WebFonts Proposal

WebFonts Proposal

Paul Haeberli
Silicon Graphics Computer Systems
13 Dec 1995
Last Updated 4 Mar 1996
Last Updated 25 Jan 1999

This note describes a simple and efficient way of describing bitmap fonts for down-loading to web browsers. I call this font format a "WebFont".
Motivation
Current HTML tags supported by Netscape and others provide control over the relative size of text, and let the web page author select Italic and Bold for text used on a page. unfortunately, the actual bitmaps for the characters are supplied by the various platforms the browser is running on. This means that documents can and will look quite different on a PC, a MAC, a DEC workstation or an IRIS workstation. This will cause line wrapping to happen in different places, and also can result in very poor looking text on some platforms at some sizes.
The fact that text is drawn differently on each platform makes it extremely difficult to actually design for this medium.
However, if descriptions of bitmap fonts could be sent down to the web browser along with the text and images in the page, I believe we could make a major step forward. A grid for a page could be defined using the <table> tags provided by HTML, and the text would be drawn using bitmaps that are selected by the page designer. This would have to be supported by modifications to the browsers.
A Few Benefits
This approach makes it easy to support non-Latin character sets in a very simple, decentralized way. Documents in Sanskrit, Arabic or Hebrew could be represented very nicely using downloaded bitmap fonts.
Another nice thing about this idea is that it democratizes fonts on the web. Any font designer can easily use or make their fonts available for web page designers.
In addition, anti-aliased bitmaps could be transmitted to the client for display at particular sizes.
Format of a WebFont

A WebFont consists of a GIF image, and a binary file that contains information describing where the pixels for each character in a font can be found in this image.
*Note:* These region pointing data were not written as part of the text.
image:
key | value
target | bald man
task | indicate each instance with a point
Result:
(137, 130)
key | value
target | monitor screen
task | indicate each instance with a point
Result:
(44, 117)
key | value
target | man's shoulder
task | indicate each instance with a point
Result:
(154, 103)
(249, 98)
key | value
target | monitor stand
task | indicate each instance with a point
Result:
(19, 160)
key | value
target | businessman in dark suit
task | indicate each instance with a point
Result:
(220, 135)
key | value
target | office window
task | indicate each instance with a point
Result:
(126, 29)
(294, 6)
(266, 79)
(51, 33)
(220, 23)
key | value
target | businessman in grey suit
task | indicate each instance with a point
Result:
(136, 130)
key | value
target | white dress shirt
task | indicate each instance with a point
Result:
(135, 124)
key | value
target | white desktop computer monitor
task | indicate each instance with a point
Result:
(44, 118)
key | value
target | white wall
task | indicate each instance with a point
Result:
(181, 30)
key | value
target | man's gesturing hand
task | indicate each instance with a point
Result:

The .gif image may look something like this.

The GIF image may have only two colors or may have up to 256 levels of gray. It can have transparency if it is desired. This GIF image uses 4 levels of gray.
The binary file containing the other information has a format that is described by this simple grammar:
font = magic | advancedivisor | lineadvance | advancecode | glyphsetlist | glyphlist
The font information consists of a magic number, a divisor that is applied to x and y advances, the normal advance between lines of text, a code that tells whether the font has x advances, y advances, or both x and y advances, a list of glyphsets, and a list of glyphs. A glyph is the image of part or all of a printed character. Some characters will be described by one glyph, but others may be more compactly represented as two or more glyphs. A letter with an accent with typically be described by one glyph that is the image of the letter, and one glyph that is the image of the accent.

magic = 23 | 45
The magic number is the character value 23 followed by the character value 45
advancedivisor = divisor
This value is a short. Remember all short values are written as two bytes. The most significant byte followed by the least significant byte. Advance values are divided by this value before being used. This is typically 1.
lineadvance = xadvance | yadvance
Two short values specify how much to move vertically and horizontally to advance one line.
advancecode = value
This is a single byte.

if b0 = 0, then type advances from left to right.
if b0 = 1, then type advances from right to left.
if b1 = 0, then lines advance from top to bottom
if b1 = 1, then lines advance from bottom to top

if b2 = 0, then no X advances are given per character.
if b2 = 1, then X advances are given per character.
if b3 = 0, then no Y advances are given per character.
if b3 = 1, then Y advances are given per character.
glyphsetlist = glyphset | glypssetlist

glyphset = nglyphs | startcode
startcode is a short providing a character code. nglyphs specifies how many sequential characters are defined in the font. There is a variable length list of glyphsets. These values are each shorts. The last glyphset is followed by two zero bytes.
glyphlist = glyph | glyphlist

glyph = sizecode | advance | imagerectlist

sizecode = value
This is a single byte. But sometimes 2.

if b0 = 0, the advancevalue is a single byte.
if b0 = 1, the advancevalue is a single short.
if b1 = 0, the imagerect sizes are given with a single byte each.
if b1 = 1, the imagerect sizes are given with a single short each.
if b2 = 0 and b3 = 0, the imagerect pixoffset is specified by 1 byte.
if b2 = 1 and b3 = 0, the imagerect pixoffset is specified by 2 bytes.
if b2 = 0 and b3 = 1, the imagerect pixoffset is specified by 3 bytes.
if b2 = 1 and b3 = 1, the imagerect pixoffset is specified by 4 bytes.
if b4 = 0, the imagerect dstorgs (xdorg and ydorg) are given with a single byte each.
if b4 = 1, the imagerect dstorgs (xdorg and ydorg) are given with a single short each.
if b5 = 0, the pixel order is row by row from the bottom left
if b5 = 1, the pixel order is col by col from the bottom left
if b6 = 0, then there is only one imagerect given
if b6 = 1, the number of imagerects follows the sizecode as an unsigned byte.
advance = value or value | value
If the font has both x and y advances, both are given, otherwise only one advance value is given, the other defaults to 0. Each advance value is represented with a singe byte or a single short depending on the sizecode b0.
imagerectlist = imagerect | imagerectlist

imagerect = xsize | ysize | pixoffset | xdorg | ydorg
Each of the size values is represented as a singe byte or a single short depending on the sizecode b1.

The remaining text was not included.